Liqui.io is a cryptocurrency exchange based out of Kiev, Ukraine. Earlier today, users reported a Ukranian IP had logged in and emptied their accounts. The reports came from the ethtrader subreddit and from the exchange’s trollbox. According to the exchange, someone is trying to brute force users’ accounts and 2FA should be activated immediately.
A few hours after a user posted a reddit thread claiming 3.5 Bitcoins have just disappeared from his Liqui account, the exchange posted the following tweet:
REMINDER: It is imperative to use unique passwords and 2FA for all services.
— Liqui (@Liqui_Exchange) July 27, 2017
According to this tweet, it doesn’t seem that the exchange operators believe their platform was hacked. However, half a dozen more users confirmed the allegations and specified that login attempts have been made from a Ukranian IP (22.214.171.124). One user said:
“Don’t hold anything in my liqui account but just logged in and see there were several failed login attempts yesterday from 126.96.36.199 (Ukraine) and several more attempts earlier in July, starting July 1st from IPs in Brazil & Vietnam. 9 failed login attempts in total, none of them from me. I have 2FA enabled so looks like it has saved my bacon.” –jesusthatsgreat
Another user found an abuse mailbox for that ip range, which is firstname.lastname@example.org. So if you have a Liqui.io account and noticed failed or successful logins from that IP address it would be a good idea to send an email to the above address.
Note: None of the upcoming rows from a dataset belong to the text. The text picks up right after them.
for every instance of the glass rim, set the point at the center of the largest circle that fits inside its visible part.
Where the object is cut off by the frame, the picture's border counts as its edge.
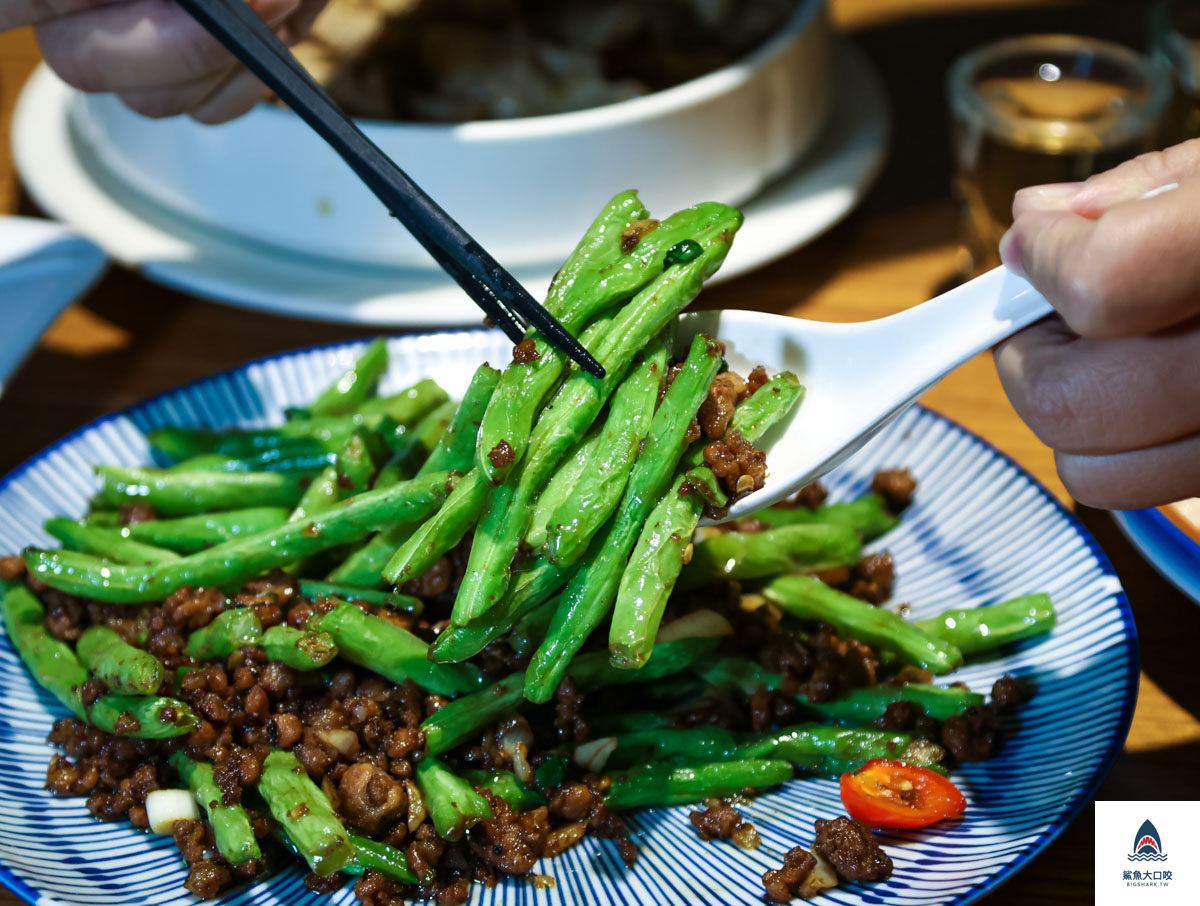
(969, 106)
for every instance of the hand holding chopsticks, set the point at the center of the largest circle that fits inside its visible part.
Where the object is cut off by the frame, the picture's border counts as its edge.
(493, 289)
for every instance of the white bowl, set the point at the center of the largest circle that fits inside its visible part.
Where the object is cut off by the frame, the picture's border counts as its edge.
(525, 187)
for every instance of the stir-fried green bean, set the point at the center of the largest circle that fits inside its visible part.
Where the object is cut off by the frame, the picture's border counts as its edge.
(105, 543)
(655, 563)
(811, 599)
(118, 664)
(235, 562)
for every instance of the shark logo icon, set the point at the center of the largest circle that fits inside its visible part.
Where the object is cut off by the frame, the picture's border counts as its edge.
(1147, 846)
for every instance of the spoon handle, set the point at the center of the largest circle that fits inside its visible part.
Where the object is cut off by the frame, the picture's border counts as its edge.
(967, 319)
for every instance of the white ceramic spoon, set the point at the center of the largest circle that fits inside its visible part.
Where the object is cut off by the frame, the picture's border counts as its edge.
(859, 377)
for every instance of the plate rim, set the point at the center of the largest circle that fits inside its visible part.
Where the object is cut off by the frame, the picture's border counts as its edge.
(1149, 531)
(1071, 810)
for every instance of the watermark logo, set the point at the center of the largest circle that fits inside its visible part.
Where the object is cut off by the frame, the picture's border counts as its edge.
(1147, 845)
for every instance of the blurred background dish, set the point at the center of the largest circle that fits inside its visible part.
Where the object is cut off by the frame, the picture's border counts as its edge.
(69, 183)
(1168, 537)
(43, 268)
(525, 186)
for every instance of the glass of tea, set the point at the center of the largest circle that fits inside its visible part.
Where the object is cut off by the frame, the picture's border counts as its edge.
(1044, 108)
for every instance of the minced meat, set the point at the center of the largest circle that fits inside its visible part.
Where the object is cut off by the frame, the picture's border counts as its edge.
(784, 885)
(850, 846)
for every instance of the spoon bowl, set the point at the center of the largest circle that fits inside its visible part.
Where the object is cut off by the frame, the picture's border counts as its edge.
(859, 377)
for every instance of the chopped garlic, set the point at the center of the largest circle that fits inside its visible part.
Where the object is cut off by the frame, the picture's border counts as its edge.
(166, 807)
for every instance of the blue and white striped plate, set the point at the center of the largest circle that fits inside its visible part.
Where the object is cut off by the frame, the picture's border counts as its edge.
(981, 531)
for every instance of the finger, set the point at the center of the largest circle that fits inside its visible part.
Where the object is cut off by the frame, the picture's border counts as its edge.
(1133, 270)
(1133, 480)
(16, 13)
(1103, 396)
(175, 100)
(138, 45)
(234, 99)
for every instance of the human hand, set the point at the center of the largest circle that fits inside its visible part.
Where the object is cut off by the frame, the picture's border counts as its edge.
(150, 53)
(1113, 383)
If the perpetrator was smart enough, he used a VPN. However, if the criminal cracked users’ accounts from his home IP address, it is only a matter of time until his identity is revealed. Because the IP address used to login happened to be located in the same city / country as the exchange, many speculate that it may be an inside job. Taking one quick look at Liqui’s trollbox, it is evident that users are displeased with the situation.
It looks like, this was an attack targeted at the exchange. According to Andrew from Liqui:
“Someone trying to brute force users accounts. Usual routine for every exchange. Users should use unique passwords and enabled 2fa.”
While the platform should have had anti brute force countermeasures in place, it is also the users’ responsibility to secure their accounts with 2FA, especially if they hold significant balances. However, hindsight is always 20/20, so if you haven’t yet make sure to turn on 2FA.